"Wendy and Lucy", director Kelly Reichardt’s follow-up to her 2007 indie marvel, "Old Joy", returns to a Pacific Northwest of equal parts natural beauty and desolation. Dressed in androgynous clothes, her hair chopped and boyish, Michelle Williams stars in Wendy and Lucy as a slacker waif adrift in a subculture of neo-hippie train jumpers building bonfires in the woods, bruised blue collars and a collection of vets and disabled hard-luck cases waiting at the corner store to exchange cans for change.
As Wendy is hauled away to jail, Lucy remains tied to a bicycle rack, one more tragic loss in a string of escalating disasters.These losses come with a devastation comparable to that in Vittorio De Sica’s 1948 neo-realist masterpiece, "The Bicycle Thief".
Unlike Emile Hirsch’s adventuring, Alaska-bound dropout in "Into the Wild", Wendy’s is not a purposeful estrangement from the world.
There are foils and fairy godfathers along the way, but the overall impression Reichardt creates is of a cold, hostile world as immune to individual suffering as the Depressionera America of "They Shoot Horses, Don’t They?" or "The Grapes of Wrath".The only comfort Wendy finds is from the drugstore security guard (Wally Dalton) who first rousts Wendy from sleeping in his parking lot and then watches her contend with the ruined car and lost dog.

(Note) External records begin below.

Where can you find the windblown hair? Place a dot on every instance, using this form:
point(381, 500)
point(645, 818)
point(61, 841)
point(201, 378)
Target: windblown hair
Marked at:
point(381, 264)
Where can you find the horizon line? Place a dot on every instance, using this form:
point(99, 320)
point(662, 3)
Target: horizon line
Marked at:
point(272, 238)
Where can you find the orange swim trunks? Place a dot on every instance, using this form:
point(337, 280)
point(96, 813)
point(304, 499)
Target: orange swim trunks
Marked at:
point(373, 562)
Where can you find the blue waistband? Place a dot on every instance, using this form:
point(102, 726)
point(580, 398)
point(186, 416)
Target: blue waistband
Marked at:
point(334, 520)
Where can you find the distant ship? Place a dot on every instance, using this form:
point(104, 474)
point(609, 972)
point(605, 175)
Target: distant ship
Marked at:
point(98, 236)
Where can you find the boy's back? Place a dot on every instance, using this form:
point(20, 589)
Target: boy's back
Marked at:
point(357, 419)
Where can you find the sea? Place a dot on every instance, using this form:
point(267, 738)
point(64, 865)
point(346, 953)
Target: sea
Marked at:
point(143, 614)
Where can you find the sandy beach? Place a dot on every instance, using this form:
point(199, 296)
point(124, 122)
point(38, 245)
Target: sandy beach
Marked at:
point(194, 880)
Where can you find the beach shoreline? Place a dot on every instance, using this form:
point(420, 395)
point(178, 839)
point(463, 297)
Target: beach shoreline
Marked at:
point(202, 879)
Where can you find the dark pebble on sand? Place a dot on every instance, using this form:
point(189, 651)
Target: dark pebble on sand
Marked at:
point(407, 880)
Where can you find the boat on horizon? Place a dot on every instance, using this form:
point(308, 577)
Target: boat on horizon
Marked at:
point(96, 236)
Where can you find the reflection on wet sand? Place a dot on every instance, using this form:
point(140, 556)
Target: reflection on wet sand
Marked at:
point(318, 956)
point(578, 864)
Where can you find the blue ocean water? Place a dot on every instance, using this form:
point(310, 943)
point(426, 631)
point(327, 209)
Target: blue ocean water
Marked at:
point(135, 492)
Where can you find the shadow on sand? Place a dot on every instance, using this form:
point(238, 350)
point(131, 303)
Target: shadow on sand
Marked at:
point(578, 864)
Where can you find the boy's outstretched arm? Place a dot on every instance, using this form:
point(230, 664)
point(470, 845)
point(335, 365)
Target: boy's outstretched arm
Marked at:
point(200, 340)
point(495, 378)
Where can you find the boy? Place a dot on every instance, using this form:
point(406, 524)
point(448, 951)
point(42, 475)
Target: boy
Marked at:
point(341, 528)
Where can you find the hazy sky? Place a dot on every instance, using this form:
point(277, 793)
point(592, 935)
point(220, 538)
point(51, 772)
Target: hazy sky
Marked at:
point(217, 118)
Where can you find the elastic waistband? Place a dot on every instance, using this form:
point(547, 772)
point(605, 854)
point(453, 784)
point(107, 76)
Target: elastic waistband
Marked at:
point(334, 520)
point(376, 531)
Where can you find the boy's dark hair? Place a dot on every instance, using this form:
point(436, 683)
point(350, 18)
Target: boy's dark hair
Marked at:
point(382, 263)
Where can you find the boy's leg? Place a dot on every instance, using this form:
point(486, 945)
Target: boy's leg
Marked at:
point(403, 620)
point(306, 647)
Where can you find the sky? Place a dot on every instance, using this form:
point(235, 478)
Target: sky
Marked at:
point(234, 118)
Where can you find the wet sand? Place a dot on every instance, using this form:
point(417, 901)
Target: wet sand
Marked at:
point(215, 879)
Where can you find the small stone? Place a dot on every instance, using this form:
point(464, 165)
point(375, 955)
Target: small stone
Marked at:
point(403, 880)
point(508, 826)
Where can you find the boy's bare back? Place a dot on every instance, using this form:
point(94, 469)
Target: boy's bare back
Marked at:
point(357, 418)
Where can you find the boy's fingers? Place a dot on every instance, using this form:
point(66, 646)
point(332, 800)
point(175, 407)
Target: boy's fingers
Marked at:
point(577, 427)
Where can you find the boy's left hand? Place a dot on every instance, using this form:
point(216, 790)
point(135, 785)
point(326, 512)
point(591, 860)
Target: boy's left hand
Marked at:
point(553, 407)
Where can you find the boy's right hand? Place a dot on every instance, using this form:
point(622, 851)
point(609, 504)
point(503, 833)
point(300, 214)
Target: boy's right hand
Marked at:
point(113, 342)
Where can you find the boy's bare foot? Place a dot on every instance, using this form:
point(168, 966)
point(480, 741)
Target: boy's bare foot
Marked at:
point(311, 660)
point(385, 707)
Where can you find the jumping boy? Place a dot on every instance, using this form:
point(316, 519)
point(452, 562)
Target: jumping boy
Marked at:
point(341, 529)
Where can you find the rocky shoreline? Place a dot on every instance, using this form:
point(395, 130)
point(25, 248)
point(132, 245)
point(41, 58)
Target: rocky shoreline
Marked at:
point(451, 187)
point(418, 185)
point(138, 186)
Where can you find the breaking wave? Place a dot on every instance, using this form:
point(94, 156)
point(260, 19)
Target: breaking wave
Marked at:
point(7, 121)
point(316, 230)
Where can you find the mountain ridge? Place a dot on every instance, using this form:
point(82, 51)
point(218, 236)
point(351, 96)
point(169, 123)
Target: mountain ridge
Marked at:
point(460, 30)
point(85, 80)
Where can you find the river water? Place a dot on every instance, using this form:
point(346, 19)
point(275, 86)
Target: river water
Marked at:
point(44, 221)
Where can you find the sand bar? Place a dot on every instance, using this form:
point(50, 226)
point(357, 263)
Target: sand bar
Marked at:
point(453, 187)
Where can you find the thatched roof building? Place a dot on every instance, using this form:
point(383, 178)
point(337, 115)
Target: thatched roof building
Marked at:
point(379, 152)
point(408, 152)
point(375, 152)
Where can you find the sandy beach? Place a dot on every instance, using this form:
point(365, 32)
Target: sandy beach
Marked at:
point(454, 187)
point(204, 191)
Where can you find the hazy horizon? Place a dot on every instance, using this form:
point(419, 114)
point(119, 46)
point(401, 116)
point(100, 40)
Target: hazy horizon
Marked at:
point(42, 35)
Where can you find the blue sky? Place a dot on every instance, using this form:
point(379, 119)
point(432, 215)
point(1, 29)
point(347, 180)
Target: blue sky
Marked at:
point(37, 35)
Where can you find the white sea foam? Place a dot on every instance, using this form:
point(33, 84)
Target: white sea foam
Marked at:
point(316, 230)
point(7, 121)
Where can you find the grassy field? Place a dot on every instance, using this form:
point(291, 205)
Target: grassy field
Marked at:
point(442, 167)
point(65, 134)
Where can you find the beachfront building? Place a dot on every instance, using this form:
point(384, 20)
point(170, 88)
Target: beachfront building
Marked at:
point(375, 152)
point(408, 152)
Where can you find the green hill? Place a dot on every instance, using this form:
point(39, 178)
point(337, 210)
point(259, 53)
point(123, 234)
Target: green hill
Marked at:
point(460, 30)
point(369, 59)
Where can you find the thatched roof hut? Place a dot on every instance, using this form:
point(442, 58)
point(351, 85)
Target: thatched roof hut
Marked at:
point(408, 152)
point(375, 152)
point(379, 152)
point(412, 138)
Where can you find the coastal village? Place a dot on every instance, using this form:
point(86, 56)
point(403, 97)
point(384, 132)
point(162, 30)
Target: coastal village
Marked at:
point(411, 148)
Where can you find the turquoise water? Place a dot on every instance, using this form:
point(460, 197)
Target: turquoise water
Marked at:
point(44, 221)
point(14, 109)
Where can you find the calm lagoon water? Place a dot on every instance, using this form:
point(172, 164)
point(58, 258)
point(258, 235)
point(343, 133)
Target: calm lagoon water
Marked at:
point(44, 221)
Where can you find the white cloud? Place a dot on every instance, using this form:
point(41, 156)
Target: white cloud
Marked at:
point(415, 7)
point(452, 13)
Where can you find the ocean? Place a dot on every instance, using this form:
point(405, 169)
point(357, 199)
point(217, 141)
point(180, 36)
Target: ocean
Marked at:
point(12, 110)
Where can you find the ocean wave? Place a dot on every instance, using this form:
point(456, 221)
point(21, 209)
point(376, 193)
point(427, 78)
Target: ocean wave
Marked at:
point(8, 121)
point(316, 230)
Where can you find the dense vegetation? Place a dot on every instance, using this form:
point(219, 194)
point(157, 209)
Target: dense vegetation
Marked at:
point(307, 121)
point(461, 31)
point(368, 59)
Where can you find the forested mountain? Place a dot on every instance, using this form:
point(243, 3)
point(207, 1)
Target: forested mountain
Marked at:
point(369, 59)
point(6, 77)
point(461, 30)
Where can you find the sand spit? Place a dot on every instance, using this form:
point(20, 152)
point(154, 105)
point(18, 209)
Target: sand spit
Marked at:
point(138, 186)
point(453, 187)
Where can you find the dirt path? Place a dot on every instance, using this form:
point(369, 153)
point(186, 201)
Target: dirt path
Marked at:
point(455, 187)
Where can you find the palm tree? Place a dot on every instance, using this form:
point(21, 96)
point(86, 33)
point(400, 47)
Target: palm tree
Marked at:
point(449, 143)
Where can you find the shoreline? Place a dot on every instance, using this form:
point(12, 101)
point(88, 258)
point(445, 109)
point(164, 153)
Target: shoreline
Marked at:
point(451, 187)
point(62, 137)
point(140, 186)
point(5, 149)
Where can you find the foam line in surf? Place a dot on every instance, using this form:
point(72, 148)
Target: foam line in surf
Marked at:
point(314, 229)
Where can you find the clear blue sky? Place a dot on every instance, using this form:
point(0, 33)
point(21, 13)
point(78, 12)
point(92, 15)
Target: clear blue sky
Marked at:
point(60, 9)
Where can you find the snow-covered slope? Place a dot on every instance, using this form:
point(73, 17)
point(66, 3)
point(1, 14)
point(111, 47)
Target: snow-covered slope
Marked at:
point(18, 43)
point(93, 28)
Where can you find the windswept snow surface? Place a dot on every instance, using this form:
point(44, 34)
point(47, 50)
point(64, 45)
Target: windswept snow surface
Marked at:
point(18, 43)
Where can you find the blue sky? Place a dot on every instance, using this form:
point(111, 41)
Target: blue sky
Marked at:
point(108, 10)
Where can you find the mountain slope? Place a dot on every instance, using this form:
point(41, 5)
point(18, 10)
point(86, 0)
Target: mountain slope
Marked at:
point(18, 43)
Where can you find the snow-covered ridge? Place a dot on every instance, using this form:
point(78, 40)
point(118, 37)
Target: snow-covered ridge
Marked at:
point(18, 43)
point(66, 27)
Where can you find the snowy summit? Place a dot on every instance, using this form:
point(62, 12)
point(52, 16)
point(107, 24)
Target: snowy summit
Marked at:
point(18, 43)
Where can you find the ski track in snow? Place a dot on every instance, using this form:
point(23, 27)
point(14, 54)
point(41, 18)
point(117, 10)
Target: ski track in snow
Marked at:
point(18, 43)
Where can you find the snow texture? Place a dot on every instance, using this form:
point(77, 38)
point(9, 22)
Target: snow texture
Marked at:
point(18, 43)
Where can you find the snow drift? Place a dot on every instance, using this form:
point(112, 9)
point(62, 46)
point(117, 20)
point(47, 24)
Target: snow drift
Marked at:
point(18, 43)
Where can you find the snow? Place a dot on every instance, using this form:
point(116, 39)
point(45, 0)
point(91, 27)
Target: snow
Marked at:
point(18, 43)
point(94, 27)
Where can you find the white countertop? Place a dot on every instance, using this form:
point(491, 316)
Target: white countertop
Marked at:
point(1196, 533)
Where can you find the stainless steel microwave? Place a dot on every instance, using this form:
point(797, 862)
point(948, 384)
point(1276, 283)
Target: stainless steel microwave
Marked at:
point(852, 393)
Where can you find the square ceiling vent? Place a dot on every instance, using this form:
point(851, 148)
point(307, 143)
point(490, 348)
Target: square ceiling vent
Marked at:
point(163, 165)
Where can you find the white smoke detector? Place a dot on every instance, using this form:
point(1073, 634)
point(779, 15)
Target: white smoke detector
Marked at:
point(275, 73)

His gestures of kindness are pitiably small, compromised by his own limited means.
Reichardt allows us so little access to her interior life that she seems opaque, her comatose demeanor hard to identify: Is it deep depression or soft-headedness? "Old Joy" went deep inside the loneliness and need for connection of its heroes, and Wendy and Lucy’s impact often resides in external events. Wendy can feel more like a symbol of economic despair than the soft and pulpy realer-than-real men of "Old Joy". But thank goodness for Reichardt’s committed focus even on symbols in the escalating miseries of our own hard times.